The consequences of current global conflicts are in no way limited to Ukraine and the Middle East. This represents a shift in what we can expect in terms of prices and availability of goods. Enter our commodity bull market. Raging…
The following represents our 3-12 month forward expectations of the various sectors we invest in. This is not investment advice. Do your own DD.
Precious Metals
Look for a bottom as early as mid may. (fig1)
High quality mining stocks should be bought on 200dma if you can get them (if not, then near short term bottom levels)
If these don’t suffice buy the breakout of the short-term triangle structure in the metals.
PM Summary
This was always going to be a break for precious metals following a historic run. We have a few time benchmarks to measure with. First, while the breakout of war and political disruption would logically signal demand for gold, this is typically seen on a lag of 3 months or so. This puts the breakout to late May. Second, January’s volatility takes time to burn off (especially silver). Extended targets suggested $90 was extremely optimistic and the market eviscerated those levels. Enter bull market consolidation periods. These are usually a period of 3-4 months. This brings us to May. The entry prices we’ve been waiting for are right around the corner.
PM Charts
Gold Short Term
Gold Long Term
Silver Short Term
Silver Long Term
Most readers are likely aware of “the largest cup and handle in capital markets history”. This pattern projects $550/oz price target for silver. That seems outlandish, by even the most “fiat” among us. None-the-less, you will likely hear much higher targets in the coming years. BOA has projected as high as $300 for the year (don’t trust them it’s just gold to silver ratio supported): https://www.msn.com/en-us/news/insight/bank-of-america-projects-silver-could-hit-309-by-2026/gm-GM69F78440
Mining Stocks
Use the major indexes and ETFs to set manage your tradingview alerts. This can be helpful if you have alert limits.
Conventional Energy (Oil, Gas and Coal)
Energy Summary
The latest Iran conflict exposes the US inability to provide necessary protection for OPEC states. While BRICS nations have been exchanging oil in currencies other than dollars, this marks a major milestone in the end of the petrodollar.

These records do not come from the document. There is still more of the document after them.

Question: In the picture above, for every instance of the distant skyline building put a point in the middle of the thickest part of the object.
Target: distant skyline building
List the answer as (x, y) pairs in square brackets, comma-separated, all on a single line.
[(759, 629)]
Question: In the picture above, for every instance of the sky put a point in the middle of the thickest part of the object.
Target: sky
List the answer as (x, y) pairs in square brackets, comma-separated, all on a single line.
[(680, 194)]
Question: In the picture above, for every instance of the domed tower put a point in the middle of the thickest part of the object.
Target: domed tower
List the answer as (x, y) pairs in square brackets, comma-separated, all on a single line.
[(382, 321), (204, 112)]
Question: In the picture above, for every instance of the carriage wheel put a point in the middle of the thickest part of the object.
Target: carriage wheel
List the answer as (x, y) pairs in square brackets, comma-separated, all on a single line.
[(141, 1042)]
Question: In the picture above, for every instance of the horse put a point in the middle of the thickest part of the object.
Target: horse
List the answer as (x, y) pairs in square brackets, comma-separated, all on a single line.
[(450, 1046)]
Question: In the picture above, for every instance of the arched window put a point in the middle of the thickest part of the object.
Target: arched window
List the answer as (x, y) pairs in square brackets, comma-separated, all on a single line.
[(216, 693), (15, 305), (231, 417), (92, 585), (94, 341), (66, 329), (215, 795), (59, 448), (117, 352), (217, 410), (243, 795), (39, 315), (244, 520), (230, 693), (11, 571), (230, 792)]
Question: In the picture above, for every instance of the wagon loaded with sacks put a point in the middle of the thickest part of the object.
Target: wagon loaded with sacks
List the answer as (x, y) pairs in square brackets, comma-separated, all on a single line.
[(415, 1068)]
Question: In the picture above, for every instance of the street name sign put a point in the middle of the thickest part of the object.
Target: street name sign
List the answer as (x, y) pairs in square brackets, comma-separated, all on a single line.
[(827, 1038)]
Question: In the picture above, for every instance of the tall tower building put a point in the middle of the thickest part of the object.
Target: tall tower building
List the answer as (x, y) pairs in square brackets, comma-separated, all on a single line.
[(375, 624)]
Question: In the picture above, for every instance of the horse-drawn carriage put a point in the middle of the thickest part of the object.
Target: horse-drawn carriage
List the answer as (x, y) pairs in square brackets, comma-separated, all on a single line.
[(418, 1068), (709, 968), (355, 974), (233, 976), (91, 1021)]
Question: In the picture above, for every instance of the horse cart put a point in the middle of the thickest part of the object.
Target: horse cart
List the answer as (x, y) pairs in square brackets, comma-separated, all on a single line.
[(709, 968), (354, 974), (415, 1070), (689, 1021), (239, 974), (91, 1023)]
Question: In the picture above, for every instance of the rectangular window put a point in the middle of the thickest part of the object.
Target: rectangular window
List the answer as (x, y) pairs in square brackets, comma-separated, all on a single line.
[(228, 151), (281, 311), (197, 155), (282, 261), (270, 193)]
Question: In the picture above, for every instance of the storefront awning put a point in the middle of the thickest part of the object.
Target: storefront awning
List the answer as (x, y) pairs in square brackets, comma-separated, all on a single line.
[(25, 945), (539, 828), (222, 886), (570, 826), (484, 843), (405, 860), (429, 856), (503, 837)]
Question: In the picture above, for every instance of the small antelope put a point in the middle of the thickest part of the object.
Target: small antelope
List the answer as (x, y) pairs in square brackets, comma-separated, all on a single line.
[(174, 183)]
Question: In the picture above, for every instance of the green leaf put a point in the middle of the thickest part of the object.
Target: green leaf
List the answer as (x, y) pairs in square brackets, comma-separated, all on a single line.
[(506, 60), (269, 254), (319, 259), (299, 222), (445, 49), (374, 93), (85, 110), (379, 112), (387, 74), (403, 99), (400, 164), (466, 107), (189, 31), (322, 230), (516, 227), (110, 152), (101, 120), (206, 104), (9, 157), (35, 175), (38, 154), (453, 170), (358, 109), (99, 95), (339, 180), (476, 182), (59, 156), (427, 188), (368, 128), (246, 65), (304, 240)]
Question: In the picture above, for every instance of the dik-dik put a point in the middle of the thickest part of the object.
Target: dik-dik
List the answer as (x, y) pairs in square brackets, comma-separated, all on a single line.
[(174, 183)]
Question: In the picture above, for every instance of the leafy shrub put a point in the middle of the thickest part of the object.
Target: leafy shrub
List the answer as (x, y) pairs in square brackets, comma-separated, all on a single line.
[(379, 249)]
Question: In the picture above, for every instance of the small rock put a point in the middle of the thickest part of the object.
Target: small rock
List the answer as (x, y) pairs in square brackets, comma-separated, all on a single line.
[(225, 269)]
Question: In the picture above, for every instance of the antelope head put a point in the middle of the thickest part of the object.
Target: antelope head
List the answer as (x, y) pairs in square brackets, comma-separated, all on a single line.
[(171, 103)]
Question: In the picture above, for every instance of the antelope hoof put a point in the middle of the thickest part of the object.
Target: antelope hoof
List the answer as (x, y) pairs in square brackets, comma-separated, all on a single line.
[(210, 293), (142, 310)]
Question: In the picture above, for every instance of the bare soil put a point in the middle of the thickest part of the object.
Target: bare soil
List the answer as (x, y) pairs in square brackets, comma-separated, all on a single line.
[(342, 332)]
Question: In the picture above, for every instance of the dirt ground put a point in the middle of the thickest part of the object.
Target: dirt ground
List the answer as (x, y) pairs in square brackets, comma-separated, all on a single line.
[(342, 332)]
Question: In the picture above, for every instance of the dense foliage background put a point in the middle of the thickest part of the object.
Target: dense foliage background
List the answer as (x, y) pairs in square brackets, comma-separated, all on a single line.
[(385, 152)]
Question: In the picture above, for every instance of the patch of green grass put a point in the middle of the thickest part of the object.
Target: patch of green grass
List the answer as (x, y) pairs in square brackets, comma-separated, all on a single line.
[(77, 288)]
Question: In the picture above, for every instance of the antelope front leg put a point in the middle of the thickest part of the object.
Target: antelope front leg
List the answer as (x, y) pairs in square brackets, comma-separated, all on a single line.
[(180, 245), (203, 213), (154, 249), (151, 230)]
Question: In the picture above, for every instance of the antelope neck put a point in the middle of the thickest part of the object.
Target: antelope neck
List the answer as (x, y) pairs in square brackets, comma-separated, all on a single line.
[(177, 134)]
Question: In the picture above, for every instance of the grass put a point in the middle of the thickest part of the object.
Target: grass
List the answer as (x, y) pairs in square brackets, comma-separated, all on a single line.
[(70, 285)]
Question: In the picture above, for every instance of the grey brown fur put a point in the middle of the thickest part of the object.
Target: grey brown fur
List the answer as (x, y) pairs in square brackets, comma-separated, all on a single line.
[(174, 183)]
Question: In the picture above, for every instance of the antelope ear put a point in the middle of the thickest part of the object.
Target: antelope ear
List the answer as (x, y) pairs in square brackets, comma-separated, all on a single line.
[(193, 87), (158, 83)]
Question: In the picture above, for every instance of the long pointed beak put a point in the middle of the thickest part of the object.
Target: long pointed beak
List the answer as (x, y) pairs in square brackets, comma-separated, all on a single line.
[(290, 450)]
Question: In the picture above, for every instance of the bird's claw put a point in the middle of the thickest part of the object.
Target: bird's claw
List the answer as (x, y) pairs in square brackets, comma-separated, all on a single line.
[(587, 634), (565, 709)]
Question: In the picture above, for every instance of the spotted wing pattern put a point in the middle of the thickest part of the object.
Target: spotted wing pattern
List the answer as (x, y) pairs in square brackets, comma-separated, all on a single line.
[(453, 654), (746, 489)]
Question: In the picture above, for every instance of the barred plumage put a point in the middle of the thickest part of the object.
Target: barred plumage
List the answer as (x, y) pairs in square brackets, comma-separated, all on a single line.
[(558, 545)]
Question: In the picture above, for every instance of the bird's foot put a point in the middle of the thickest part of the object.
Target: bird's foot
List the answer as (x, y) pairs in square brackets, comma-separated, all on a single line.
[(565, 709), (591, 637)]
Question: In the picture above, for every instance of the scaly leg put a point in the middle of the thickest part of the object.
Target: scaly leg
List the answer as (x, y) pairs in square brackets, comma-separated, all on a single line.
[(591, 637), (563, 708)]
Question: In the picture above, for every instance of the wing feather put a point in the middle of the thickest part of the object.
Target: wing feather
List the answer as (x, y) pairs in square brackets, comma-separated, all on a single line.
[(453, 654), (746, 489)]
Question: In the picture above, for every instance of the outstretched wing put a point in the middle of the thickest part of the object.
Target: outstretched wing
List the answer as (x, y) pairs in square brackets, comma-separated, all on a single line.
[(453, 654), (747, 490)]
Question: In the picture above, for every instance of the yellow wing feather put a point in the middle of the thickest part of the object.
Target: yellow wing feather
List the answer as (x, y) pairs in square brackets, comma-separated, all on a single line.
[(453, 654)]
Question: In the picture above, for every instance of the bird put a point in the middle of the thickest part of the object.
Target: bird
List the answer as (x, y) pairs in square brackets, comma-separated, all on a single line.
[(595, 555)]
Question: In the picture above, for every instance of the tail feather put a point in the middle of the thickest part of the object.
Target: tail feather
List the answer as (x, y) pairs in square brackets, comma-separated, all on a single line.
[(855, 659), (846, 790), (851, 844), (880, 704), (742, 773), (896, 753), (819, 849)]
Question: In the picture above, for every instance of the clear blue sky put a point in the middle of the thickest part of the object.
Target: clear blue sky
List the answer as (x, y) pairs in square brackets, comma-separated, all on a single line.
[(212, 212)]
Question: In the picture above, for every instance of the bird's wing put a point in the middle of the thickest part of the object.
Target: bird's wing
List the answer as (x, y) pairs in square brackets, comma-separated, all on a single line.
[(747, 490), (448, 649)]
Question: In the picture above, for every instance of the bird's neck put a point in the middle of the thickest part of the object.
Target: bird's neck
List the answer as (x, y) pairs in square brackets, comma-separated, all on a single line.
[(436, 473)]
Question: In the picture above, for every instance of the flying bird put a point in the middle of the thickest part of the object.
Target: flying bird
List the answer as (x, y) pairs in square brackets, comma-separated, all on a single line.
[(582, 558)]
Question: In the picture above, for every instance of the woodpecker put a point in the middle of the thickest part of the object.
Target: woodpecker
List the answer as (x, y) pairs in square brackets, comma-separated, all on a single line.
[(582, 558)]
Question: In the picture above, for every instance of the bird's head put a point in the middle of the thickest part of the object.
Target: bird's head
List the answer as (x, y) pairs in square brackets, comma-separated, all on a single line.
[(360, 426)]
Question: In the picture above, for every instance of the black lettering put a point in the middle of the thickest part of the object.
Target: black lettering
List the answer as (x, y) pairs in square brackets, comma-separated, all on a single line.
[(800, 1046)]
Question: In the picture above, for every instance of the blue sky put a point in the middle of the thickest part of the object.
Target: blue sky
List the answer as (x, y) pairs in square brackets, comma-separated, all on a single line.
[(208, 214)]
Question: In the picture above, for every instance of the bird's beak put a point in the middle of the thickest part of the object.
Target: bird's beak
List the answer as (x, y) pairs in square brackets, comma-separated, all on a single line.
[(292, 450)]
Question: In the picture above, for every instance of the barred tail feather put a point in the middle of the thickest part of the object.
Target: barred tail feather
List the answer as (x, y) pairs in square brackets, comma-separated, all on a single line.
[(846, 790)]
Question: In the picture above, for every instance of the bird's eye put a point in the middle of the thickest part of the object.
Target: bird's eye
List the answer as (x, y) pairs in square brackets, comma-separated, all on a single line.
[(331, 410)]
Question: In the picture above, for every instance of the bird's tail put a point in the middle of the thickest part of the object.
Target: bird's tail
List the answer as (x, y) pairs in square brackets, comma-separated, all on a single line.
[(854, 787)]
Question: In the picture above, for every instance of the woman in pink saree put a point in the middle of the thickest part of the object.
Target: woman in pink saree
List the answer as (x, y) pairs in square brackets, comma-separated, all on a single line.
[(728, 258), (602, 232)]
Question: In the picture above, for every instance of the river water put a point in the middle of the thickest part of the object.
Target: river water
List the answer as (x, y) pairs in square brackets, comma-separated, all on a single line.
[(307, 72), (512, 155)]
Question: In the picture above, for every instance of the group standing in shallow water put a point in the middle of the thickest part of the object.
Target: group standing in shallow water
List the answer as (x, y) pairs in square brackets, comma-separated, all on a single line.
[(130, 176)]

breaking UAE leaves OPEC - OPEC was the creation of the petrodollar era. This is the latest sign of the end of the petrodollar. The forward gulf bases future is in doubt. You can expect western spin, but this is the old-world hegemonic power deconstructing as part of a hegemonic reset.
Domestic oil and gas was breaking out before the Iran war did (fig5). We read this as long term move for higher prices, inflation and back-filling of data center (unplanned) energy demand.
Short Term Price Crude
Long Term Price Crude
While oil and gasoline prices may temporarily spike much higher, our bull case valuation numbers won’t be higher than $90 per barrel for the purpose of NAV forecasts. Term delivery prices are much more indicative of producer prices in terms of relative movement.
Energy Stocks
Thermal Coal
After a bearish few weeks, we are getting a bounce off of the 200 day MA. This price action is heavily covered in Stan Weinstein. This looks to be the very early stages of a cyclical bull in COAL. A break of the $150 level on New Castle could be quite impressive. This is still several months away at minimum.
Coal Stocks
For most investors the COAL etf will be the play for a reasonable allocation. As with oil, the trend is our friend in bull markets. Add positions confidently on dips.
The information provided is for educational and informational purposes only and should not be construed as investment advice. All investments carry risk, and past performance is not a guarantee of future results. Trading options involves a high degree of risk and is not suitable for all investors.